The ink pen is a common accessory for students, professionals, bloggers, travelers and more. It secures a unique place as a classic and reliable form of communication with the ability to write on a number of different surfaces. For some, the type of pen matters not; as long as it writes, it works. For others, the pen they use is vitally important, often displaying status and occasionally offering unique functions.
Beyond Ink is a new pen that targets a curious market. This market is comprised of tech-savvy individuals looking for new, innovative ways to aid communication, without straying too far from the basics. Targeting this market has led Beyond Ink to become a pen that’s a curious hybrid of new and old, a mishmash of technologies seeking to work together.
The company’s website proudly proclaims the conception story of Beyond Ink, emphasizing that it was born from a need for one tool that could enable multiple forms of communication. The question is, how does Beyond Ink accomplish that goal?
Before that question can be answered, the make-up of Beyond Ink must be revealed. The pen itself is 156mm long and weighs a hefty 71 grams, making it far heavier than most pens, even luxury models. That extra weight is there for a reason, however, as Beyond Ink packs a 1000mAh battery within its cylindrical body. This battery is connected a hidden charging cable that you can have outfitted with either a microUSB or Lightning connector.
There’s still another secret hiding within Beyond Ink. Users can unscrew the top of the device to find a USB stick that features two different functions, depending on how it’s inserted. If you insert the USB stick with the pen clip facing up, Beyond Ink will recharge the battery within. If you insert the USB stick with the pen clip facing down, it functions as a 16GB USB 2.0 flash drive, allowing you to easily carry your files with you.
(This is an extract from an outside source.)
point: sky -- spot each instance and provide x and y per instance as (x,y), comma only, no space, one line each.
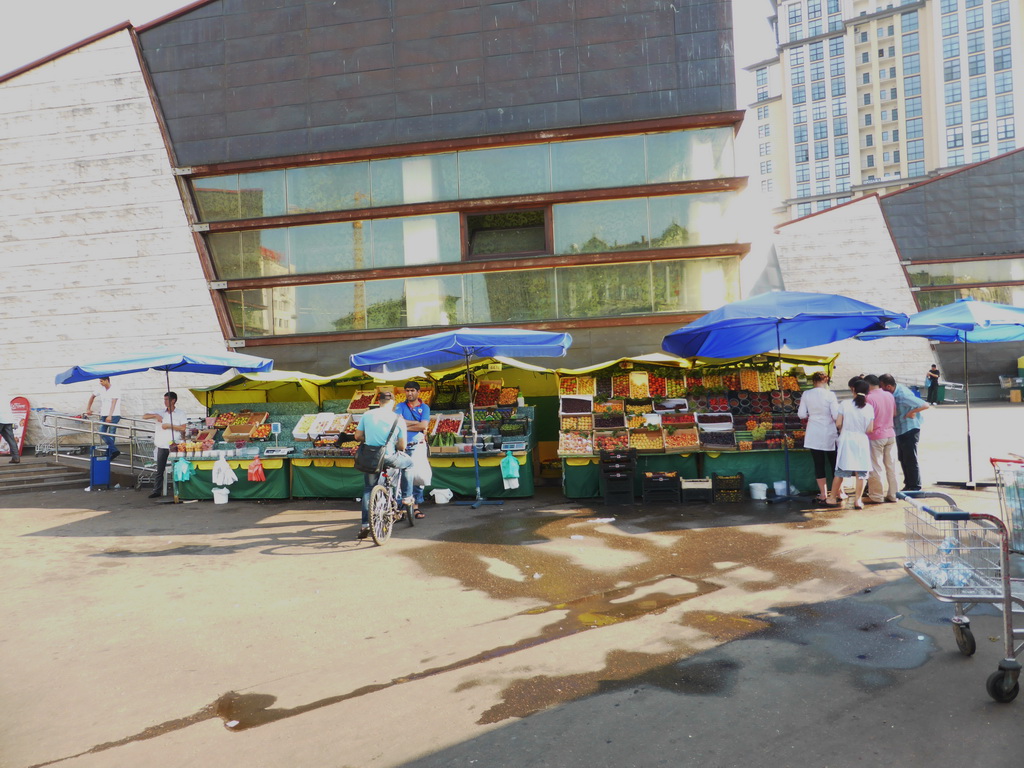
(37,29)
All of that is wrapped inside a body made of brass and stainless steel. The pen tip itself is a fairly typical ballpoint that utilizes Lamy Ballpoint ink. If you’re more a technology buff, the pen tip unscrews from Beyond Ink and can be replaced with a stylus tip, allowing it to be easily used on touchscreens.
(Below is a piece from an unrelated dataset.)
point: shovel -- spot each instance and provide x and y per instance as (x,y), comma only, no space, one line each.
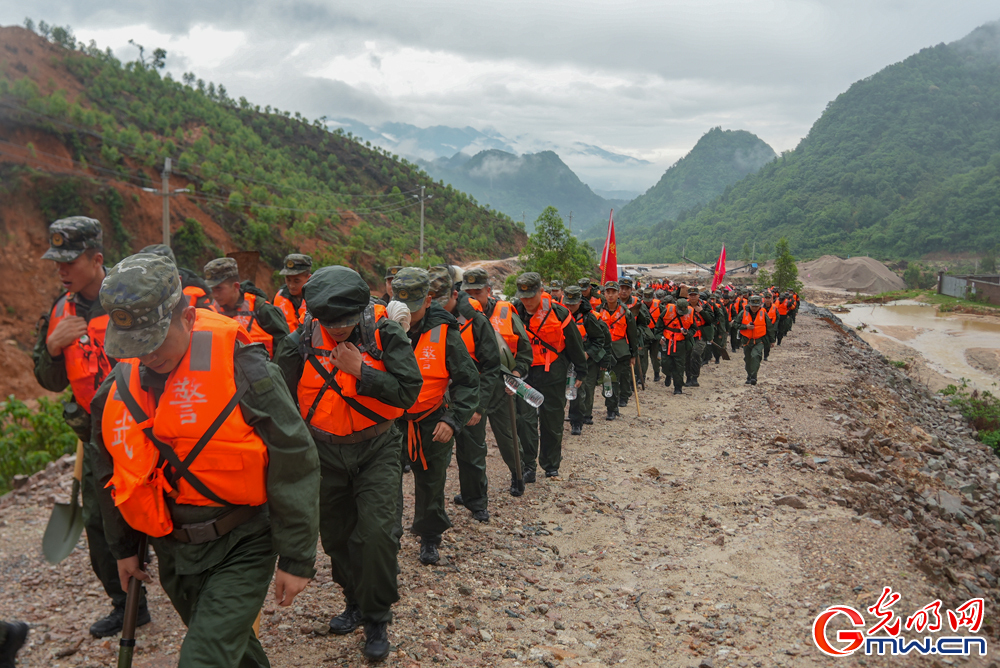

As a pen, Beyond Ink functions, but doesn’t excel. The ink color was surprisingly light and occasionally skipped, making it less pleasurable to use than other higher-end pens. Additionally, the extra weight of the pen proved to be a great detractor while writing, as the hand simply tires of lugging the pen across the page. As a stylus, Beyond Ink fared slightly better, with the stylus tip working well and the extra weight acting as less of a detriment, due to the difference in how the hand holds a stylus as compared to a pen.
The design of the pen faces some issues. From a purely aesthetic standpoint, the brass body was seriously hindered by the smooth, glossy coating that covered it. This coating held a great affinity for fingerprints and scratched surprisingly easily, making the pen feel less expensive than it is.
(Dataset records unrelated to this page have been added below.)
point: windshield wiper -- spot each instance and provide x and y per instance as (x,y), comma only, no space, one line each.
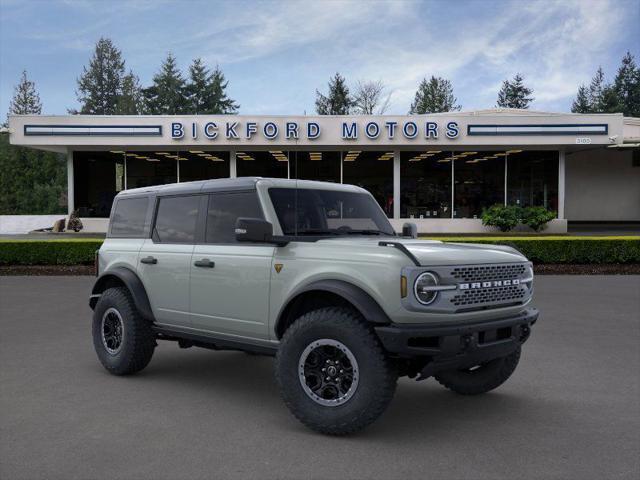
(365,232)
(317,232)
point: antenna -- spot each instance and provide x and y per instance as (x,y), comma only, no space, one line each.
(295,195)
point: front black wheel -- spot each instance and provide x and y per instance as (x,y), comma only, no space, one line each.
(123,340)
(332,372)
(480,378)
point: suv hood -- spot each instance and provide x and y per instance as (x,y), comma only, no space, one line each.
(434,252)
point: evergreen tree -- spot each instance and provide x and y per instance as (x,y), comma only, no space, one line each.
(31,181)
(196,90)
(627,86)
(130,100)
(596,91)
(581,104)
(206,92)
(514,94)
(433,96)
(337,101)
(25,99)
(100,85)
(167,95)
(219,102)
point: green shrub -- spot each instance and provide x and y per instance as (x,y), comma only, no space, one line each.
(48,252)
(536,217)
(503,217)
(74,223)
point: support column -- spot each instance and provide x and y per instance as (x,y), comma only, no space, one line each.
(561,177)
(396,184)
(71,204)
(506,170)
(232,164)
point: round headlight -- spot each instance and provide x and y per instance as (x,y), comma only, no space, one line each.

Additionally, two of Beyond Ink’s key features, the USB stick and charging cable, are hindered solely because of design. The charging cable is flexible and is hidden behind the pen clip. While easy enough to access, the cable is so short that your phone will practically need to sit on top of the pen in order to charge it.
The USB stick also faces issues, with its only workable use being in a situation where it can sit on top of a flat surface while in use. For example, it was practically unusable on my Microsoft Surface Pro, where the USB port sits on the top right of the device. Beyond Ink is much too heavy to stay in the USB port if there’s no solid surface for it to sit on. This is a pity, as having a flash drive integrated into a pen is a brilliant idea, but it’s no good if it can’t be used in most situations.
Beyond Ink is an interesting idea, combining several different technologies into one device designed to aid communication. It can be used as a classic ballpoint pen, a stylus, a flash drive, or even a battery pack, designed to be large enough to give you a couple more hours of talk time on your phone.
The current iteration of Beyond Ink, however, falls short of its goals, being hindered by design flaws that make it more of hassle than it’s worth. Additionally, with a price of $70, it’s hard to justify purchasing it over any other pen. Nonetheless, Beyond Ink is a concept that has great potential with interesting and useful ideas that could prove to be extremely effective. With some tweaking and a few design changes, Beyond Ink could be an important new tool for communication. While the current iteration is good, we have faith that the next version will be even better.